No current Marvel series quite scratches that Superior Foes of Spider-Man itch, but The Amazing Spider-Man has suddenly become the next best thing. Writer Nick Spencer is using his latest story arc as an opportunity to revisit certain key characters and even build directly on old plot points. The result is a satisfyingly goofy Spidey adventure, whether or not you’re a fan of Superior Foes.As much as Spencer’s run has varied in terms of tone and focus, one thing has remained constant – it’s the villains and supporting characters who really fuel the series. Spencer’s handle on Peter Parker is fine, but it’s characters like Boomerang, Aunt May and Mysterio where the series has really found its hook lately. That’s what makes this latest arc work so well. Peter is very much a secondary player, one reluctantly dragged into the fray as Beetle and her new Sinister Syndicate retaliate against Fred Myers. Instead, it’s these blue collar villains who steal the show, along with a handful of memorable scenes involving an unfairly beleaguered May. But this isn’t a knock against the issue. It’s simply an approach that plays directly to Spencer’s strengths writing morally ambiguous C-Listers.

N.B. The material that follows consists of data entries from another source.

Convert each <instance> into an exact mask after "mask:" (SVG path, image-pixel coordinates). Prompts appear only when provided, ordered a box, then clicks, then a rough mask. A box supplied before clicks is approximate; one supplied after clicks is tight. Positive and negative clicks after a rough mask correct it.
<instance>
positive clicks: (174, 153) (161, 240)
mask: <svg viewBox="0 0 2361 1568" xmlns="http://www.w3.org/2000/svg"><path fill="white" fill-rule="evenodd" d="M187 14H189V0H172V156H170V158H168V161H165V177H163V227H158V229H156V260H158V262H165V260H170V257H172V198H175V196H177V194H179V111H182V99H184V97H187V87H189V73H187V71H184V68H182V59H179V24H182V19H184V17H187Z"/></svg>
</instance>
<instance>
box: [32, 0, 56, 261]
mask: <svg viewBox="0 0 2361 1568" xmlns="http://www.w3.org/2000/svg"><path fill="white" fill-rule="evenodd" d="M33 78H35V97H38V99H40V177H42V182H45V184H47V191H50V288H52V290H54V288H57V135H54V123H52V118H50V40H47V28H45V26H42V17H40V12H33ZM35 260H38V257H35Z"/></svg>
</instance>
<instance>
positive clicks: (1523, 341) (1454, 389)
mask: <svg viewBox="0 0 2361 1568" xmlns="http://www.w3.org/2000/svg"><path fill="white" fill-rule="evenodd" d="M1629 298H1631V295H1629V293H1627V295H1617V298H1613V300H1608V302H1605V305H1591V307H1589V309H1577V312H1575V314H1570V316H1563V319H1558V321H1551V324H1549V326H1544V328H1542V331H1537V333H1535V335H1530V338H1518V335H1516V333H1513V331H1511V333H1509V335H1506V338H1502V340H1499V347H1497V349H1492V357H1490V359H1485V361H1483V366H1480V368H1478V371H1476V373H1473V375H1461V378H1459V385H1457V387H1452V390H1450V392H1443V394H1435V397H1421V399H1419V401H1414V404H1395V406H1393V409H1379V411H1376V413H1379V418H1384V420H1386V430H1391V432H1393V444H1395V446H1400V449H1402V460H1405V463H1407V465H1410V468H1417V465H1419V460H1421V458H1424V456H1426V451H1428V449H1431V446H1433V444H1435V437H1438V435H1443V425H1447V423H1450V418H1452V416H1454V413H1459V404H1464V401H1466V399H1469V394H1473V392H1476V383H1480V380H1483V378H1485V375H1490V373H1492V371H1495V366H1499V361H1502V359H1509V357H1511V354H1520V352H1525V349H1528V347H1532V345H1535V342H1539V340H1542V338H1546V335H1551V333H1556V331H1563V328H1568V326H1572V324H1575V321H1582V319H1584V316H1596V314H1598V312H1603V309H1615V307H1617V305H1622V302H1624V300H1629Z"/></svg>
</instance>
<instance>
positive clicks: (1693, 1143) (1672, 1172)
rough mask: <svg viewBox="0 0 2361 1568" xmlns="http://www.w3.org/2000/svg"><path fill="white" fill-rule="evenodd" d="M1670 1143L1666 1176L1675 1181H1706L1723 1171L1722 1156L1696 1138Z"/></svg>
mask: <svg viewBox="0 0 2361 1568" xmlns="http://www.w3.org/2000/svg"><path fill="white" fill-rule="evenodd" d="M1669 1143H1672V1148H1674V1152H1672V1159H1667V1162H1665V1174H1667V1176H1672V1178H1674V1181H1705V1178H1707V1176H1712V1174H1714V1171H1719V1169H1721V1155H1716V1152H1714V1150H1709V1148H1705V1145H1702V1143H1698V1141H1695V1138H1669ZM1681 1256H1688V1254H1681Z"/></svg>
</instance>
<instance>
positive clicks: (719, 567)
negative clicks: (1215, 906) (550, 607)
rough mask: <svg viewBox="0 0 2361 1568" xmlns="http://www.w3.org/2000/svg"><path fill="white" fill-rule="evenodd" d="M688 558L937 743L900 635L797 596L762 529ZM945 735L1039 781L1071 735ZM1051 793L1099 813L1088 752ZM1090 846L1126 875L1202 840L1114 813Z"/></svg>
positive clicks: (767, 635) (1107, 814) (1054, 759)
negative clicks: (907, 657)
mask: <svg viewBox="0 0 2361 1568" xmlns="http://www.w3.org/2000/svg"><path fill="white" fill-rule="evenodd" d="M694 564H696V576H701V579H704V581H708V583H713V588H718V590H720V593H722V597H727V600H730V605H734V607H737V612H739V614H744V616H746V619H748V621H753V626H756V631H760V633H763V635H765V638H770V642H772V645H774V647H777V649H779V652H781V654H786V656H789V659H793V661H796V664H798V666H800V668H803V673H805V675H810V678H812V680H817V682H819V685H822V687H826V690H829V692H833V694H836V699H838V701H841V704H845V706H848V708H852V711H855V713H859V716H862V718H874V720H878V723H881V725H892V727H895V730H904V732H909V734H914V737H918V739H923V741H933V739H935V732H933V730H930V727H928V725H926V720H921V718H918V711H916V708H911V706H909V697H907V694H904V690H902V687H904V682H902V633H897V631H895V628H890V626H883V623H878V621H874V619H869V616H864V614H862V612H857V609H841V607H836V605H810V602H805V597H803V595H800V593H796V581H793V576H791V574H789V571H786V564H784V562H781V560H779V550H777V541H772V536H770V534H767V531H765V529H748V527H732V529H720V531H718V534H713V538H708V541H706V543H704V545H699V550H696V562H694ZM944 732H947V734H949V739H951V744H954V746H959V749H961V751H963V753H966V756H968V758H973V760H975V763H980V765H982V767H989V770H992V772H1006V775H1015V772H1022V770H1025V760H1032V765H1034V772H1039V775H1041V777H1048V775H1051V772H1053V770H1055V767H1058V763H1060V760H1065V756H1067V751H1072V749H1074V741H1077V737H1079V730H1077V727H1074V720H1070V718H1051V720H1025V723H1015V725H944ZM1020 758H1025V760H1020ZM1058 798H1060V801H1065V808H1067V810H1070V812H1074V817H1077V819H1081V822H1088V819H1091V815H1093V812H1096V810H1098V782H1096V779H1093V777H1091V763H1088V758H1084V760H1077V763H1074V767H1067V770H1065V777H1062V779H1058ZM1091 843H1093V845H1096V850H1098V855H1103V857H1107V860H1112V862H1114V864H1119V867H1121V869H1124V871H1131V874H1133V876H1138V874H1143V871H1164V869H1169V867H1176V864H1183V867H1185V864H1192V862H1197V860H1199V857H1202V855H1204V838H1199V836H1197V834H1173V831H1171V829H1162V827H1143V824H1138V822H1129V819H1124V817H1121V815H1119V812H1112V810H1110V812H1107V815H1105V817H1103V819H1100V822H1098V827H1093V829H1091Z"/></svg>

While Spencer isn’t able to spend a great deal of time with every Sinister Syndicate member (the short structure of this arc would make that pretty difficult), he finds plenty of success with Beetle and Electro. The former is easily the most relatable antagonist this series has had. She’s not evil by any stretch. If anything, she shows a level of moral fortitude, refusing to allow her new team to give into their baser desires or commit crimes that aren’t specifically mandated by their mission. Plus, her motivations are completely understandable. She wants money and professional respect, and she’s happy to exact a bit of well-deserved revenge against Boomerang if the opportunity presents itself.
As for Electro, Spencer builds very naturally on the foundation laid by previous ASM writer Dan Slott. Francine Fyre is undergoing a very clear character arc, evolving from powerless doormat to a woman finally in control of her own destiny. Spencer manages to use Electro as comic relief in this issue without diminishing that growth. And then Aunt May’s personal struggle helps shine a light on the other side of the conflict and the unintended consequences of the Syndicate’s first mission. It’s interesting to see how much synergy there’s been between ASM and Friendly Neighborhood Spider-Man on the May front, with both Spencer and Tom Taylor seemingly trying to push May to the brink and test just how resilient she is in the face of adversity.
The only thing missing from this Superior Foes reunion is artist Steve Lieber (who’s busy working on Jimmy Olsen with Matt Fraction). Luckily, Kev Walker is an apt replacement. Walker’s style isn’t as dark and grungy as it tends to be in other Marvel projects like Deadpool or Thunderbolts. The combination of John Dell’s inks and Laura Martin’s bright colors transform Walker’s style into something more lighthearted and comedic in tone, perfect for the goofy nature of this story. Walker captures the humanity of his characters in addition to the zany nature of the conflict. Walker’s rendition of Spider-Man himself does leave a bit to be desired, however. The hero lacks his usually sleek, angular quality and suffers from odd anatomy and proportions in the major action sequences.